Perder um amigo é experimentar um vazio que, por vezes, se assemelha a um abismo. Quando esse amigo é ilusório, construído entre brumas de fumaça e silêncios preenchidos, a ausência se torna ainda mais complexa: mistura-se à dúvida, à nostalgia, ao alívio e à culpa. Caminhar quase seis décadas ao lado de um companheiro invisível, mas sempre presente, é criar laços profundos com algo que nunca teve carne, mas sempre foi corpo. O cigarro, esse velho confidente, durante anos me fez companhia nos meus momentos de tédio, nas noites longas e nos instantes em que o mundo parecia exibir apenas o seu lado árido.
O ritual de acendê-lo era quase sagrado, um gesto que marcava o início de uma pausa, uma suspensão do tempo. O bailado da fumaça, translúcida e imprevisível, parecia coreografar pensamentos dispersos, acalmar tempestades internas, embalar inquietudes. Era uma dança silenciosa e íntima, onde apenas quem fuma compreende que a fumaça consola e hipnotiza. Na ponta dos dedos, o calor do cigarro tornava-se símbolo de força, de uma destemida resistência ao cotidiano banal. O tédio, com ele, parecia não ter lugar.

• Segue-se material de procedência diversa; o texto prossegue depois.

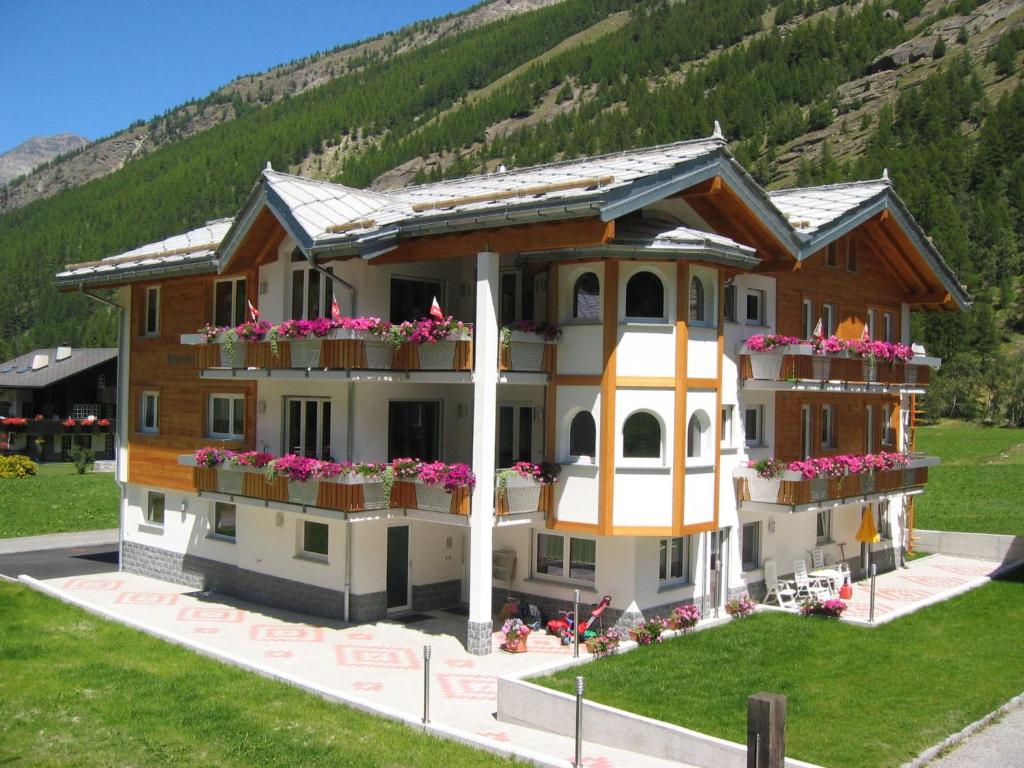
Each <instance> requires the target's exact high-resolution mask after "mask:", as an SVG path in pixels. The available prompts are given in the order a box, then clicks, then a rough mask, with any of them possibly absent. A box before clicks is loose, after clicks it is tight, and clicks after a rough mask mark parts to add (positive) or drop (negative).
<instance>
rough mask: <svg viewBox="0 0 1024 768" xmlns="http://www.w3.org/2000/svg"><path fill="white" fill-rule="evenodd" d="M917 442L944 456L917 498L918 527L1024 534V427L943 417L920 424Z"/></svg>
mask: <svg viewBox="0 0 1024 768" xmlns="http://www.w3.org/2000/svg"><path fill="white" fill-rule="evenodd" d="M916 447H918V451H921V452H923V453H925V454H933V455H935V456H938V457H939V458H940V459H942V464H941V465H940V466H938V467H933V468H932V469H930V470H929V471H928V486H927V489H926V490H925V493H924V494H923V495H922V496H920V497H918V501H916V502H915V507H914V518H913V522H914V525H915V526H916V527H919V528H932V529H936V530H966V531H971V532H976V534H1013V535H1016V536H1024V502H1022V500H1021V497H1019V496H1018V494H1019V493H1020V482H1019V480H1020V478H1021V477H1022V476H1024V429H1007V428H999V427H982V426H978V425H975V424H964V423H962V422H942V423H940V424H937V425H935V426H931V427H919V429H918V435H916Z"/></svg>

Porém, a vida cobra caro por companhias assim. A cada tragada, um acordo silencioso se desenhava: minutos de paz em troca de anos de saúde. Era uma moeda injusta, mas difícil de recusar. O preço pago, no entanto, começou a pesar mais que o consolo oferecido. O corpo, sábio, começou a sinalizar a urgência da despedida. Médicos, amigos, a própria voz interior repetia o óbvio tantas vezes negado: o paraíso prometido era, na verdade, um labirinto de venenos, onde a saída podia significar vida ou, na demora, significava a morte lenta de partes antes vibrantes.
A decisão de abandonar esse amigo não foi súbita, nem indolor. Trata-se de uma saudade acompanhada de uma estranha liberdade. A ausência do desejo incontrolável, que por tantos anos guiou gestos automáticos, revela um novo território a ser explorado: o do tédio genuíno, do silêncio que não busca subterfúgios, do desconforto que pede outros modos de cuidado. É aprender a habitar o próprio vazio, a conviver com as pequenas inquietações sem recorrer a um consolo fugaz.
Ainda não é simples. O antigo amigo, embora agora distante, permanece em algumas esquinas da memória, acena nas horas vazias, sussurra promessas de prazer e segurança. Mas a cada dia sem acendê-lo, constrói-se uma nova narrativa: a de quem reconhece o valor de permanecer, de quem opta pela vida, mesmo que ela ofereça o tédio e o desconforto entre as suas pausas.
Despedir-se de um amigo ilusório é, talvez, abrir caminho para que outros encontros sejam possíveis: com a saúde, com o tempo, consigo mesmo. É reconhecer que alguns vazios não precisam ser preenchidos, apenas vividos. E, nessa travessia, descobrir uma liberdade que, por tanto tempo, pareceu inalcançável.